Conclusion

- J'arrête volontairement cet historique à la date de l'accession au pouvoir d'Hissene Habré, mon sujet étant la genèse du conflit et non pas son évolution ultérieure.
- Il paraît clair que si l'on fait abstraction des conflits internes, qui ne sont en fait que guerres civiles successives, le Tchad n'a jamais revendiqué autre chose que la légitimité de sa frontière septentrionale.
- Comme on l'a vu, cette guerre des frontières ne peut s'expliquer que par la mégalomanie du colonel Kadhafi. En effet, lui même nomade de la tribu kadhafa, rêvait de régner sur tout le sahara. Il se voyait l'inspirateur de toutes les tribus nomades; ces touareg, coupés par des frontières dont ils ne connaissent pas la signification, et humiliés par les arabes ou par les noirs, ( termes génériques, sans aucun apriori racial ), dans chacun des pays à l'intérieur desquels ils nomadisent.
- Ces touareg, séduits depuis dix ans par des appels radiophoniques prônant la révolution berbère, vinrent en masse à Sebka, camp d'entraînement libyen.
- Avec la promesse de travail bien rémunéré, ils vinrent tous, qui du Niger, qui de Mauritanie, du Mali ou d'Algérie. Engagés dans la légion islamique, ils commencèrent à ne plus comprendre quand Kadhafi les envoya aider Amin Dada en Ouganda.
- Une des plus importantes tribu targui, les Kellajjer, est sédentarisée de force à Al Khofra, autre camp d'entraînement libyen, situé dans le sud du fief de Kadhafi; ils y sont transformés en larbins.
- Quand on connaît l'aversion des touareg pour le travail, on peut comprendre leur désillusion. Pour eux le travail manuel est quelque chose de réservé aux esclaves. Eux, ils sont nés pour faire la guerre.

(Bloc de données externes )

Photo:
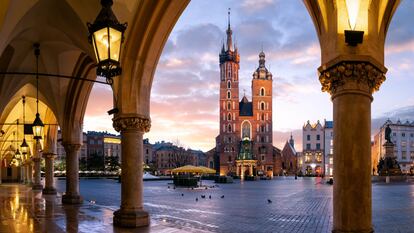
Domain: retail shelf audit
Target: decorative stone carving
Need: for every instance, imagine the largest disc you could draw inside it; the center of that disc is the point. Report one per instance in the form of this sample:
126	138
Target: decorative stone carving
360	72
136	122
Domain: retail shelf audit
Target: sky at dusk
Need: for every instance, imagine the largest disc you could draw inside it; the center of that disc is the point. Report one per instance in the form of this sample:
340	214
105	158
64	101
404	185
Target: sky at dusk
184	97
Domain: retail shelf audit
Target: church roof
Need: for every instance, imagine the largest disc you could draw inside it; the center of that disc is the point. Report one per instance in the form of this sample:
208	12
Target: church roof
245	107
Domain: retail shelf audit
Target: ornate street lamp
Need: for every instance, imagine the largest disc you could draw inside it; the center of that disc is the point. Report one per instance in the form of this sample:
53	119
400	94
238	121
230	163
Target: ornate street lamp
24	146
37	123
106	35
353	37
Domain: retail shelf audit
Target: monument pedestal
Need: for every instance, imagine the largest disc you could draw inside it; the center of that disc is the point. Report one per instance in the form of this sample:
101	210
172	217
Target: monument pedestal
388	166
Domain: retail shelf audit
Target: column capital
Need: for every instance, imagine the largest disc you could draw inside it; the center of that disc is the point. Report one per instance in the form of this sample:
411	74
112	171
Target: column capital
71	147
133	121
49	155
361	73
36	159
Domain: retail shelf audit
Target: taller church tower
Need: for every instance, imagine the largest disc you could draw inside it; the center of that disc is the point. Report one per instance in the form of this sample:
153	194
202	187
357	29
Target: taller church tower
228	140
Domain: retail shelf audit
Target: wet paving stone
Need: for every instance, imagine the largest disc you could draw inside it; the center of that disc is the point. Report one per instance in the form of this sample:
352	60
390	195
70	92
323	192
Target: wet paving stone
303	205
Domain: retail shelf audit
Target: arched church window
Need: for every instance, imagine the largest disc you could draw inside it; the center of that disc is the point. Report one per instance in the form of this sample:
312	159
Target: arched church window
262	92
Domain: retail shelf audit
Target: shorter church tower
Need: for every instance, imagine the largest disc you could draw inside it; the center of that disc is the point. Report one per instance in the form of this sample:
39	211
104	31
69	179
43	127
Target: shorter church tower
262	105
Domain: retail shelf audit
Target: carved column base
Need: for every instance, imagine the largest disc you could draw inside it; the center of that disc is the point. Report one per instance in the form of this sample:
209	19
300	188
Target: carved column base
72	199
131	218
49	191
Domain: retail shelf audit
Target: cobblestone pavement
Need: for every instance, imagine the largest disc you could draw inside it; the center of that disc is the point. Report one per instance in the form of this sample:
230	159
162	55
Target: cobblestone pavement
303	205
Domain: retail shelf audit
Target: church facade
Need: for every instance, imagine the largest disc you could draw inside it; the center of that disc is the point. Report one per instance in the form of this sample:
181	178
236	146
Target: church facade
244	145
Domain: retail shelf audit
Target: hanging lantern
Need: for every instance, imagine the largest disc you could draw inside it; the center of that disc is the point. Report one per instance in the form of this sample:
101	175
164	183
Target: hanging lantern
38	127
106	35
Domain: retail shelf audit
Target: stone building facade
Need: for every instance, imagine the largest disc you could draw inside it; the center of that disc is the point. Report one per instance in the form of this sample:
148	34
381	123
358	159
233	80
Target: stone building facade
403	138
317	153
244	144
289	158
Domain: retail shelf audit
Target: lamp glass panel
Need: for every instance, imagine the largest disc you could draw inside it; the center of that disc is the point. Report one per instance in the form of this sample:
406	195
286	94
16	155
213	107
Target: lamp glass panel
37	130
102	40
94	48
352	7
115	40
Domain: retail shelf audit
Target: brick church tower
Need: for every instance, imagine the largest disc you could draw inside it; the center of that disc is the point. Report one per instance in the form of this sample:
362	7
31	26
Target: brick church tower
244	145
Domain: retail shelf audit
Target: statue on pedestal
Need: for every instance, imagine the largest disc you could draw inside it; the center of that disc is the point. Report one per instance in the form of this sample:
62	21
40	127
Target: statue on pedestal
388	165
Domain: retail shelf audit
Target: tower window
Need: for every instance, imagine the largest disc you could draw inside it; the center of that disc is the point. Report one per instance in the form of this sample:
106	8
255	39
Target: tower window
262	92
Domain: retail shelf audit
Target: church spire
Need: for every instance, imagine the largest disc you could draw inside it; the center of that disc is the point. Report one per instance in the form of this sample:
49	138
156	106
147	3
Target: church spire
229	32
291	141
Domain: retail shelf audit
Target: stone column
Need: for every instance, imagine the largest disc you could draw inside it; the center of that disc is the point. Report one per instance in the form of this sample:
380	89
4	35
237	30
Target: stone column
351	85
49	174
132	128
72	195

Un targui kelajjer raconte:

" Nous avons fait confiance à Kadhafi parce qu'il se disait lui aussi un nomade du désert. Nous avons vite changé d'avis. S'il veut nous sédentariser, c'est qu'il veut faire de la Libye le centre d'un monde arabo-berbère, dominé par lui.
- Pour nous maintenir à Al Kofra, il a scolarisé nos enfants à 200 km de l'oasis. Il en fait des petits libyens. Nos femmes lavent le linge des officiers. Alors nous faisons fuir les jeunes couples avant qu'ils ne prennent leurs enfants.
Nous n'avons comme patrie que le désert".

- Cette dernière phrase résume le fond du problème ethnique de ces peuples nomades, peuples concernés par la frontière nord. Dans leurs langues, le mot frontière n'existe pas.
- Que dire de plus, si ce n'est que même en supposant qu'il y ait un jour un règlement à ce problème, les querelles internes existeront toujours. Et cela, personne n'y peut rien.

- Prenons pour preuve cet exemple significatif:
Après la bataille de Ouaddi-Doum, début janvier 1987, de nombreux blessés furent regroupés à Kalaït, au nord du 16 ème parallèle.
Les blessés ne faisant pas partie de l'ethnie qui avait gagné, c'est à dire les Goranne, n'étaient pas soignés, ( je l'ai vu de mes yeux ), et mouraient dans leur coin! Pourtant, ils avaient contribué largement à la victoire.

- Autre fait qui indique les problèmes d'évolution du Tchad:
L'évolution, oui, mais il faut qu'elle soit pour tous, et en gardant la hiérarchie traditionnelle. Sinon l'évolution est refusée en bloc par l'ensemble de la population qui ne peut concevoir une société au sein de laquelle tous seraient sur le même pied d'égalité.
Il existait une hiérarchie, il faut qu'elle subsiste sous peine d'effondrement pur et simple de toutes les valeurs traditionnelles.
- Évolution donc, mais dans le sens du maintien des traditions.

- Ne creusez pas un puits à côté d'un village, il sera immédiatement rebouché, et les femmes continueront à aller tirer l'eau là où elles le font depuis des générations.
- Cependant, dans les villes et dans les grosses bourgades, le problème est un peu différent, et une certaine évolution est en train de naître.
Sur ce plan, la partie n'est peut-être pas perdue et c'est une réelle chance qu'il faut exploiter à fond.

- Le Tchad, pays de disparités, ne peut devenir un pays digne de ce nom qu'à la condition que chacun de ses habitants prenne conscience d'une unité nationale et à condition également que la voie de l'évolution reste ouverte.